Weiter heißt es dort: »Und die Töchter Jerusalems gingen hinaus und tanzten in den Weinbergen.« Und sie sagten: »›Junger Mann, bitte schau auf und sieh, wen du dir zur Frau aussuchst.‹ Richte deinen Blick nicht auf Schönheit, sondern richte ihn auf eine gute Familie, wie es in dem Vers heißt: ›Anmut ist trügerisch, und Schönheit ist eitel, aber eine Frau, die den Ewigen fürchtet, soll gelobt werden‹ (Sprüche 31,30), und es heißt weiter: ›Gebt ihr die Frucht ihrer Hände, und ihre Werke sollen sie in den Toren preisen‹« (31,31).

Die Töchter des jüdischen Volkes gingen hinaus und tanzten in den Weinbergen

An anderer Stelle (Taanit 31a) heißt es, dass sich die Tochter des Königs Kleidung von der Tochter des Hohepriesters lieh. Die wiederum lieh sich Kleidung von der Tochter des Stellvertreters des Hohepriesters, die von der Tochter des für den Krieg gesalbten Priesters, sie wiederum von der Tochter eines gewöhnlichen Priesters. »Und das gesamte jüdische Volk leiht sich gegenseitig etwas aus.« Warum? Sie taten dies, um niemanden in Verlegenheit zu bringen, der keine eigenen weißen Gewänder besaß.
So gingen also die Töchter des jüdischen Volkes hinaus und tanzten in den Weinbergen. Ein Tanna lehrte: Wer keine Frau hatte, begab sich dorthin, um eine zu finden.

Die Rabbiner lehrten in einer Baraita, was die schönen Frauen unter ihnen sagen würden: »Richtet eure Augen auf die Schönheit, denn eine Frau ist nur zur Schönheit da.« Und was würden die Frauen von vornehmer Abstammung sagen? »Richtet eure Augen auf die Familie, denn eine Ehefrau dient nur den Kindern.« Und schließlich folgt die Frage, was »die Hässlichen unter ihnen« sagen würden: »Erwirb deine Braut um des Himmels willen, vorausgesetzt, du schmückst uns nach unserer Hochzeit mit goldenem Schmuck.«

Kehren wir zum Anfang und der Frage zurück, warum der 15. Aw (Tu beAw) und Jom Kippur so freudige Tage für das jüdische Volk waren. Die Gemara (Taanit 30b und Bava Batra 121ab) gibt einen Hinweis in Bezug auf Jom Kippur: Es ist der Tag, an dem Mosche mit den zweiten Gesetzestafeln vom Berg Sinai zurückkehrte, und er ist für immer als eine Zeit bestimmt, in der uns der Ewige unsere Sünden vergibt.

Die Weisen des Talmuds nennen insgesamt sechs Begründungen dafür, warum Tu beAw so wichtig ist

Und was ist so besonders am 15. Aw (Tu beAw)?
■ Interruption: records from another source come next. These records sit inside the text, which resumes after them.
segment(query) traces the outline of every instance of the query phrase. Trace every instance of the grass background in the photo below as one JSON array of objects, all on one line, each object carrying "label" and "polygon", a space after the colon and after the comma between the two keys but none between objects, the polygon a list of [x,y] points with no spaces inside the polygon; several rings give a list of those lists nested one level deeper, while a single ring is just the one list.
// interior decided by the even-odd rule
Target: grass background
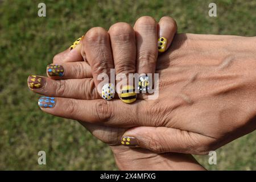
[{"label": "grass background", "polygon": [[[217,17],[208,5],[217,5]],[[38,16],[44,2],[47,16]],[[171,16],[179,32],[255,36],[256,1],[0,0],[0,169],[117,169],[108,147],[77,122],[42,112],[27,77],[46,75],[54,55],[95,26],[133,24],[142,15]],[[196,156],[208,169],[256,169],[256,133],[217,151],[217,164]],[[38,164],[38,152],[47,165]]]}]

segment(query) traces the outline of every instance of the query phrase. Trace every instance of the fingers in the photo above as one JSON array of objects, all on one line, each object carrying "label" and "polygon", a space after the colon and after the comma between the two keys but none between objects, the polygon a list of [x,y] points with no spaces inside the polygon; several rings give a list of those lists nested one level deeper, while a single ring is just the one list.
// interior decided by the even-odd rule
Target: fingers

Verschiedene Weisen im Talmud nennen insgesamt sechs Begründungen. Eine davon ist, dass es Frauen an Tu beAw erstmals erlaubt war, Männer außerhalb ihres Stammes zu heiraten.

Erst kürzlich lasen wir im wöchentlichen Toraabschnitt, wie die fünf Töchter Zelofchads Mosche inständig baten, nach dem Tod des Vaters ihren Anteil an Eretz Israel nicht zu verlieren. Mosche befragte G’tt, und tatsächlich wurde ihm offenbart, dass die Tora eine Erbfolge der Tochter nach dem Vater vorsieht, sofern keine männlichen Nachkommen vorhanden waren.

Da jedoch ein Ehemann seine Frau bei deren Tod beerbt, wäre der ursprünglich einem Stamm (nämlich dem des Vaters) zugewiesene Landanteil zwangsläufig auf einen anderen Stamm (nämlich den des Ehemannes) übergegangen. Um dieses Dilemma zu lösen, legte die Tora fest, dass Frauen nur Männer aus dem Stamm ihres Vaters heiraten durften (4. Buch Mose 36, 6–9).

Die Rabbinen leiteten jedoch durch biblische Exegese ab, dass dieses Gesetz ausschließlich für jene Generation galt. Diese Auslegung wurde erstmals an Tu beAw bekannt, was Anlass zu großer Feierlichkeit gab.
Und so wurde Tu beAw zum Schidduch-Tag, dem Tag, an dem sich viele Paare finden.

Tischa beAw

Nach der Zerstörung

Der Tag der Trauer um den Tempel steht heute auch im Schatten von Schoa und 7. Oktober

von Rabbiner Yehoyada Amir  23.07.2026

Dewarim

Mosches Vermächtnis

Im fünften Buch der Tora richtet sich die Botschaft direkt an eine neue Generation

von Jacov Rürup  17.07.2026

Talmudisches

Nähe und Liebe

Was unsere Weisen über die Herausforderungen für Paare lehren

von Detlef David Kauschke  17.07.2026

Bein Hametzarim

Die verborgene Struktur der drei Wochen

Warum die Zeit der größten Trauer zugleich auf die endgültige Erlösung verweist

von Valentin Lutset  17.07.2026

Tradition

»Frauen waren schon immer weise«

Seit vier Jahren leitet Rabbanit Yemima Mizrachi Seminare für die Frauen von europäischen Rabbinern. Und definiert damit die Rolle der Rebbetzin neu

von Mascha Malburg  16.07.2026

Streit

Welche liberalen Konversionen werden in Israel anerkannt?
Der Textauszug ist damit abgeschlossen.